## Assignment 2: Hypothesis Testing

Hypothesis: Model trained on old data will do less well than more recent data.
Method: Taking responses from different years (e.g. 2018 vs 2020) to 4 intention questions, we train a logistic regression model and compare model performance on a held-out test set.

In [31]:
# HERE ARE ALL THE FUNCTIONS TO PREPROCESS DATA, TRAIN MODEL, GENERATE PREDICTIONS
# Note: since we use the PreFer training data, we cannot upload to github. If you wish to test the code to make sure it runs, you can use the fake data provided.

import pandas as pd
from sklearn.linear_model import LogisticRegression
from sklearn.model_selection import train_test_split
import joblib
import random


def clean_df(df, background_df=None):
    """
    Preprocess the input dataframe to feed the model.

    Parameters:
    df (pd.DataFrame): The input dataframe containing the raw data (e.g., from PreFer_train_data.csv or PreFer_fake_data.csv).
    background (pd.DataFrame): Optional input dataframe containing background data (e.g., from PreFer_train_background_data.csv or PreFer_fake_background_data.csv).

    Returns:
    dfs (pd.DataFrame): The cleaned dataframes with only the necessary columns and processed variables per year.
    """

    keepcols = [
        "nomem_encr",  # ID variable required for predictions,
        "birthyear_bg",
        "age_bg",
        "cf20m130", # Within how many years do you hope to have your first/next child?
        "cf20m128", # Do you think you will have children in the future?
        "cf20m129", # How many children do you think you'll have?
        "cf20m031" # What year did you marry?

    ] 

    # Keeping data with variables selected
    df = df[keepcols]

    # Calculate the median for each column
    medians = df.median()

    # Fill missing values with the median of each column
    df = df.fillna(medians)

    return df
    



def train_save_model(cleaned_df, outcome_df, model_name):
    """
    Trains a model using the cleaned dataframe and saves the model to a file.

    Parameters:
    cleaned_df (pd.DataFrame): The cleaned data from clean_df function to be used for training the model.
    outcome_df (pd.DataFrame): The data with the outcome variable (e.g., from PreFer_train_outcome.csv or PreFer_fake_outcome.csv).
    """
    
    ## This script contains a bare minimum working example
    
    # Combine cleaned_df and outcome_df
    model_df = pd.merge(cleaned_df, outcome_df, on="nomem_encr")
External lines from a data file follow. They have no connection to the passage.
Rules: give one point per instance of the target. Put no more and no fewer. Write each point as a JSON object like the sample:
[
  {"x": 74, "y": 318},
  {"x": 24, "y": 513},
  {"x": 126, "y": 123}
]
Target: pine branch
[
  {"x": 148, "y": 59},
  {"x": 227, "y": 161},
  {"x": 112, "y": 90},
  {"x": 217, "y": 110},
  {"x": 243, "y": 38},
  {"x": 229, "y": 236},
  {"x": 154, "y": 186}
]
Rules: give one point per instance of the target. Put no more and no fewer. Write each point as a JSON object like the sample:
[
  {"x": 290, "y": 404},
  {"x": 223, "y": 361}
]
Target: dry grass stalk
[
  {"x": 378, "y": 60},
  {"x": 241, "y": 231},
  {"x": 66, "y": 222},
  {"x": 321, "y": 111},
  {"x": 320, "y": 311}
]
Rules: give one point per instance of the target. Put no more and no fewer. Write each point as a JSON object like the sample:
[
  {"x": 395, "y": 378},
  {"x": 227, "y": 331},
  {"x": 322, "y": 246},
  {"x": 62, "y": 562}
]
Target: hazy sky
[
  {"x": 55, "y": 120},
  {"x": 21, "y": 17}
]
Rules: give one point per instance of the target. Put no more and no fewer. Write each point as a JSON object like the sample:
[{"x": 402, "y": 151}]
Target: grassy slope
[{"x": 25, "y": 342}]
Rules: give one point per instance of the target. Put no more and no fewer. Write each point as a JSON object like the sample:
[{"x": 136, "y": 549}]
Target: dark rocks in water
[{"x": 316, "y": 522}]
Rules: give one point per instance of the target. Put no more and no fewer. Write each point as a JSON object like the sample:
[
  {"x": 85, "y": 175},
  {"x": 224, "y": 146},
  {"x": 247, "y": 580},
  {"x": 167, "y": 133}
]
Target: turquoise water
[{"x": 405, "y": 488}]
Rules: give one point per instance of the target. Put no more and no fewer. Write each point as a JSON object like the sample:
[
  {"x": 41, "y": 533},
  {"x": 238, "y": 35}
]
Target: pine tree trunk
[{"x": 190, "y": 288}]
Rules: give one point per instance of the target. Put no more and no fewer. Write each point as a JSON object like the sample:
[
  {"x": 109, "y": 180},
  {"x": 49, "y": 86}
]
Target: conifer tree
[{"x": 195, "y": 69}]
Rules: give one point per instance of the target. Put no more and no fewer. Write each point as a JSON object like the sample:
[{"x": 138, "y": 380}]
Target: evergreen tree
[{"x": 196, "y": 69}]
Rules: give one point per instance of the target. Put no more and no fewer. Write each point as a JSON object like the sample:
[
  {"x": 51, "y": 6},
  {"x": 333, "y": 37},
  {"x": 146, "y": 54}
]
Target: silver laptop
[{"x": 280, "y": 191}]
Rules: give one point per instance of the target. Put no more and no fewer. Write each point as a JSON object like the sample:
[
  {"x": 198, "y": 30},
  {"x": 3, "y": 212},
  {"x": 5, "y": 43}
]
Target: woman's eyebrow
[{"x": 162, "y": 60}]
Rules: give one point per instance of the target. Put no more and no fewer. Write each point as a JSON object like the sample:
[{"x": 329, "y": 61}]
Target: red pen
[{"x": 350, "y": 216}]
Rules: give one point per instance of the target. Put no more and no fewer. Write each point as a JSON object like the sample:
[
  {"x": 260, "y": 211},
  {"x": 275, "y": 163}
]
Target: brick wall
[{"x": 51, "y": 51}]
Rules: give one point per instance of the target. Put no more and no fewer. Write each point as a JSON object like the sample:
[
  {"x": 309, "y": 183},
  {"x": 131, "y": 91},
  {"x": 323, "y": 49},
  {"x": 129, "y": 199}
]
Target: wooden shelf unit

    # Filter cases for whom the outcome is not available
    model_df = model_df[~model_df['new_child'].isna()]  
    X = model_df.drop(['new_child', 'nomem_encr'], axis=1)
    y = model_df['new_child']

    # Define the model
    model = LogisticRegression(verbose=10)

    # Fit the model
    model.fit(X,y)

    # Save the model
    joblib.dump(model, f"{model_name}.joblib")

    # Print progress
    print("Model saved.")



In [32]:
def predict_outcomes(df, background_df=None, model_path="test_model.joblib"):
    """Generate predictions using the saved model and the input dataframe.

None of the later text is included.